なお,控訴人は,当初は平成21年9月頃以降の被控訴人乙山との個人的な関係を一切否定しており,また,原審において,被控訴人ら代理人弁護士から乙4のメールの個々の内容を逐一指摘されながら尋問された際に,それ自体に記憶がないと述べたり,十分な返答ができずに苦慮している箇所が多数あるが,当時における控訴人の心理的監禁状態の有無等については上記のとおり不明である上,このような場面における記憶の欠落は,例えば心理的監禁状態での慢性ストレス状況下における無意識の防衛反応としての意識狭窄であるとか,嫌なことは忘れ去りたいという抑圧に基づく記憶の欠落(一種のPTSDにおける回避症状)であるなどと説明することもでき(これらの知見は性暴力被害者やDV被害者等の心理として普遍的なものであるといえる。

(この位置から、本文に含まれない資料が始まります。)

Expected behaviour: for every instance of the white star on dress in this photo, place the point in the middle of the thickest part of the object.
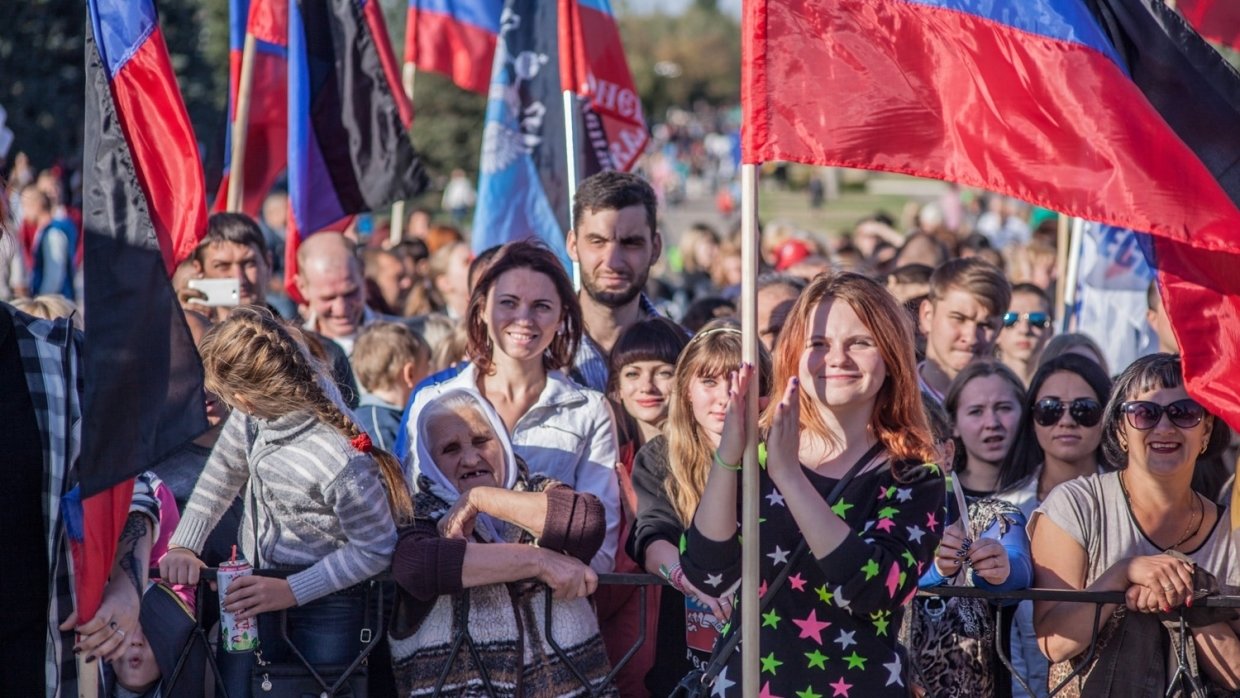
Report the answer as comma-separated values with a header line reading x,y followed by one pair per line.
x,y
779,556
845,639
722,684
894,671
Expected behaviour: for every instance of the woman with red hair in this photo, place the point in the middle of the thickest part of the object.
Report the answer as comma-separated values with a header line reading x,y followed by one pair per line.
x,y
851,413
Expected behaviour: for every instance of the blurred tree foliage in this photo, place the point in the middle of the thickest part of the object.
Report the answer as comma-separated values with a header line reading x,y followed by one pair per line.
x,y
683,60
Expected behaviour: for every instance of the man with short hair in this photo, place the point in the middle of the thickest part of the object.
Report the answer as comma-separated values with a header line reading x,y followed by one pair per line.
x,y
961,319
1160,321
53,244
776,294
233,248
330,280
615,241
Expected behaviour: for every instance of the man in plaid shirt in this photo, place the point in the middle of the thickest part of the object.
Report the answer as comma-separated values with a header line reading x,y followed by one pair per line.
x,y
40,425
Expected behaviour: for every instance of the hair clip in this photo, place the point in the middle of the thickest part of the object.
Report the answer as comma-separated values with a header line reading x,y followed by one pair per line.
x,y
362,443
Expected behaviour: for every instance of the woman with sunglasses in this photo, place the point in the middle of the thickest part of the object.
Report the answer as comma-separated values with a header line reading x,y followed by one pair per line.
x,y
1026,330
1059,439
1117,532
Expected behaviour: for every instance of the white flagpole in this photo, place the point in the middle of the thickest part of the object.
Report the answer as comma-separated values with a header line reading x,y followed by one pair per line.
x,y
749,551
396,232
241,125
571,156
1073,275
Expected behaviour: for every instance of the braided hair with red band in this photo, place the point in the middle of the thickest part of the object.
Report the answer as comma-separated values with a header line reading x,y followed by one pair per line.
x,y
362,443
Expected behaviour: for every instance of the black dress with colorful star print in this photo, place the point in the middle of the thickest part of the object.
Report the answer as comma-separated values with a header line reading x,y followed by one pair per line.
x,y
831,630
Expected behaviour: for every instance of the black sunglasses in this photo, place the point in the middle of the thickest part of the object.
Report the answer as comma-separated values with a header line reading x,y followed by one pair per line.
x,y
1145,414
1085,412
1036,319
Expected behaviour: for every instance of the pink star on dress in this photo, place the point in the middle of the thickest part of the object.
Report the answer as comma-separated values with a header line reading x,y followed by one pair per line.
x,y
811,627
893,580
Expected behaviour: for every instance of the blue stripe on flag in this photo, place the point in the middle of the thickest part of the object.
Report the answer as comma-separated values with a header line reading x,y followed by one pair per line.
x,y
1062,20
120,29
482,14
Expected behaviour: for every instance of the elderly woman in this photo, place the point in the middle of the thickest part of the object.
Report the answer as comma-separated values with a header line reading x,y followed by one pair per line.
x,y
485,532
1141,530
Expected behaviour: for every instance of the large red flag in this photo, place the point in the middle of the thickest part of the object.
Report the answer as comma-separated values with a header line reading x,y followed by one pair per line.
x,y
1109,110
145,211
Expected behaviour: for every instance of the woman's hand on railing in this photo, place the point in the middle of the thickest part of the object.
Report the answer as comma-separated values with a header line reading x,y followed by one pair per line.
x,y
180,565
1168,580
988,559
252,595
567,577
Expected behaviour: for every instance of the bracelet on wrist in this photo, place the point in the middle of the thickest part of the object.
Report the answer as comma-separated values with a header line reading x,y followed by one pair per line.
x,y
724,465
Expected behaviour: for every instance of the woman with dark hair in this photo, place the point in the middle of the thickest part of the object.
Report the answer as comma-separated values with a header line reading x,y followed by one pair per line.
x,y
639,386
1059,439
525,325
850,413
1143,531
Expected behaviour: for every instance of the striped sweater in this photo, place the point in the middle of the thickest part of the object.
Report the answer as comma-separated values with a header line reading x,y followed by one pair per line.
x,y
320,503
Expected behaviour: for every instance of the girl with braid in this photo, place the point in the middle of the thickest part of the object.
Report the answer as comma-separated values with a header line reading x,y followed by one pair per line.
x,y
319,499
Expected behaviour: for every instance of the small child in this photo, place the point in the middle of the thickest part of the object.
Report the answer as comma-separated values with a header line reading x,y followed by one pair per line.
x,y
155,650
388,361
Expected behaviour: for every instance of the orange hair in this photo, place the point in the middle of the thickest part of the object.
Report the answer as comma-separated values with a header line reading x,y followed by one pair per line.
x,y
898,419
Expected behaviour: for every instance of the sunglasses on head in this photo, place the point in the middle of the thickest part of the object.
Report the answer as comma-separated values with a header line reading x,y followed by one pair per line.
x,y
1085,412
1145,414
1034,319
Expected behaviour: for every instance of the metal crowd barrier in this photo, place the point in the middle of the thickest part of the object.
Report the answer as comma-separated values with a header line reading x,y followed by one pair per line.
x,y
464,639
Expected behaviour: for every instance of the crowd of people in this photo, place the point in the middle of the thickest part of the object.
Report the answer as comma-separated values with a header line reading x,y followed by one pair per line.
x,y
484,433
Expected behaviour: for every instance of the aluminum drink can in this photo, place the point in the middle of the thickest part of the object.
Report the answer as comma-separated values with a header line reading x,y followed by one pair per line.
x,y
237,635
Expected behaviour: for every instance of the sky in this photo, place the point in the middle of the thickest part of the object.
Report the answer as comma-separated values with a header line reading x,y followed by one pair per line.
x,y
673,6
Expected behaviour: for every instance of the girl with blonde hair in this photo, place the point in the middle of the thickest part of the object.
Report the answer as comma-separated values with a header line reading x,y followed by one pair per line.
x,y
319,499
668,475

),本件ではそのような可能性も否定できないから,控訴人が当初は被控訴人乙山との個人的な関係を一切否定していたことがあり,また,控訴人の供述の個別部分に矛盾があったり記憶の欠落があったりしても,全体としての信用性に影響はなく,むしろ,原審での控訴人本人尋問において,控訴人の遮蔽の申立てを却下し,控訴人の心情に配慮して尋問するなどさせた形跡が記録上認められない状況下で,控訴人は二次被害を招来しかねない内容の反対尋問や補充尋問にも良(ママ)く耐えて供述しており,却って控訴人の供述全体の信用性を高いものにしているというべきである。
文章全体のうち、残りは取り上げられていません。